There are already some plugins that will help you to make your WordPress blog compliant with GDPR. Some of them are already mentioned above, others may be an interesting addition to other actions that you have already taken.

Remove IP: WordPress saves the IP address of the commenter with each comment – that’s the reasons why you practically can’t write anonymous comments. If you should remove these IPs is debatable (in terms of law enforcement). But if you want to do it, you can use this plugin to prevent WordPress from saving the IP addresses to your database.

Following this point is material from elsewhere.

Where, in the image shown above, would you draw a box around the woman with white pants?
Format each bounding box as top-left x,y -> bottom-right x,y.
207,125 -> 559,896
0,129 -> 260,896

Shariff Wrapper: This is a great alternative to normal textlinks as share buttons. The plugin offers a big selection of different services and the possibility to still show the number of shares in a GDPR compliant way.

The GDPR Framework: If you don’t want to wait for WordPress to come up with a GDPR solution, you can use this plugin to take first action steps towards compliance of your blog. It gives your users the opportunity to see and delete the data that is saved about them (the so-called “right to be forgotten”) and works with disclaimers for contact form plugins like Gravity Forms and Contact Form 7.

And what about WordPress themes?

We are currently working on making our own themes compliant with GDPR by 25 May, e.g. by removing Google Fonts and external scripts. If you have purchased one of our newer themes (Madrid, Paris) you will get an automatic update into your dashboard once it is available. For older themes (Front Row, Pink) please send us an email and we will send you the updated version of the theme which you can upload to WordPress.

If you use another theme, you should contact the developers and ask directly for GDPR compliance.